Catch a wild distribution

A practice of the most basic bit of applied statistics you can do, and a foundation for what comes next.

To warm up for this class we will conduct a brief exercise. This exercise serves a few purposes.

  1. It will help us to think about data generating processes.
  2. It will introduce us to some of the bestiary of statistical distributions that have been invented.
  3. It will help us practice the whole cycle of applied statistics: question, simulation, data collection, fitting and checking a model, interpretation.

Most importantly, it will help us to get to know each other a bit!

Group Exercise

Separate yourselves into groups. The groups should be at least 2 people. Suggestion pair with people you’ve only just met.

Each group should pick a different quantity that they will measure repeatedly. This can be anything that you can measure rooughly 30 times in the next 90 minutes. Your measurements should be of the SAME thing. Here are some ideas to get you started:

  • How long can someone hop on one foot ?
  • Amount of change in everyone’s pockets ?
  • How many birds can you hear in 2 minutes ?

Hypothesize

What statiscal distribution might describe the observations you are sampling/measuring? What are its property? Think about the kind of statistical distribution that might represent this phenomenon! Take a moment and write down the name of the distribution, and why it might describe the thing you’re going to measure.

Simulate

create a simulation of the data you’re about to collect. Every statistical distribution has four functions in R, and here you can use two of them:

  • Density function (starting with d)
  • Random generation function (starting with r).

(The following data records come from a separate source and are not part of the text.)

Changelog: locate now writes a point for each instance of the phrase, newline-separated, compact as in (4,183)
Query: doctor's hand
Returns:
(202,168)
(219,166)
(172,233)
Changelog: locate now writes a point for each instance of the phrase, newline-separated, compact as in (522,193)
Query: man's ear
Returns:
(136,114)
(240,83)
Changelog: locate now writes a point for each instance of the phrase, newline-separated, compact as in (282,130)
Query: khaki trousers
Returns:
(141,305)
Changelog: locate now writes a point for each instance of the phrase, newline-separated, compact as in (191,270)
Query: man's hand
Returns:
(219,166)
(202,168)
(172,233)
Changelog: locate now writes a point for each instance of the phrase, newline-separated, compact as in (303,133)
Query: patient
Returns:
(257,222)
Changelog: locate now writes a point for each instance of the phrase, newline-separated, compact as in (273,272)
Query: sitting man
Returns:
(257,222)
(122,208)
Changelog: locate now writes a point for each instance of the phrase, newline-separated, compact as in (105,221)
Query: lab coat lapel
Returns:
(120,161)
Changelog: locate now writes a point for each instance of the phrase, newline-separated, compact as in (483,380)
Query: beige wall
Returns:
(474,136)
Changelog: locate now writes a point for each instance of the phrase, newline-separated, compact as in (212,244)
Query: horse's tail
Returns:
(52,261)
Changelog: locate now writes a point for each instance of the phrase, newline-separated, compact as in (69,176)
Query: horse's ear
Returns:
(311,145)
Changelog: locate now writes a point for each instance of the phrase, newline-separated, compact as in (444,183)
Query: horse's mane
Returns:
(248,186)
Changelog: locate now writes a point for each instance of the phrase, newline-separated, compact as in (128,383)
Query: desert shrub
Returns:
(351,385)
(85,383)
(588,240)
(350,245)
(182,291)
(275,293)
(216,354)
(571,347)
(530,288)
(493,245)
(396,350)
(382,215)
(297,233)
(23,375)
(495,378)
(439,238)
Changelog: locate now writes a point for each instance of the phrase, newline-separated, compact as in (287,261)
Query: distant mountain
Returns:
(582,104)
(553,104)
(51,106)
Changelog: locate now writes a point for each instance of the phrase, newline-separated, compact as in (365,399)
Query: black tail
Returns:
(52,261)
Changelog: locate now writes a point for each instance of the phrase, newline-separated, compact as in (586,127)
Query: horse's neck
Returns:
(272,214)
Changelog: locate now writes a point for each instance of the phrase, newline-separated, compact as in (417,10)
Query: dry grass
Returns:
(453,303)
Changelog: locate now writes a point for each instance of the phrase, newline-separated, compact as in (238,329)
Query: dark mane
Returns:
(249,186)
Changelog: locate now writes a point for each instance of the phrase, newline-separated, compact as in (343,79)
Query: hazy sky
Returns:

For example, dnorm() and rnorm. Simulate about as many number as you hope to collect. There’s a quick example below.

Collect

After you have an idea of what your data might look like, go and get some! Try to get a good number (30 or more), this should take roughly 1 hour.

Visualize and fit

Enter the data into R and visualize them. Do they match your hypothesized distribution? How do you know? If it doesn’t match, why might that be? For this step you have a couple of choices:

  • Compare histograms
  • hist() (base R) or geom_hist (ggplot2 R package)
  • fitdistr (MASS R package)
  • optim (base R)
  • Stan (we’ll do this one tomorrow!)

Discuss

We’ll go around the room and each group will do a brief show-and-tell of their chosen distribution, their measurement methods, their results and what they might mean!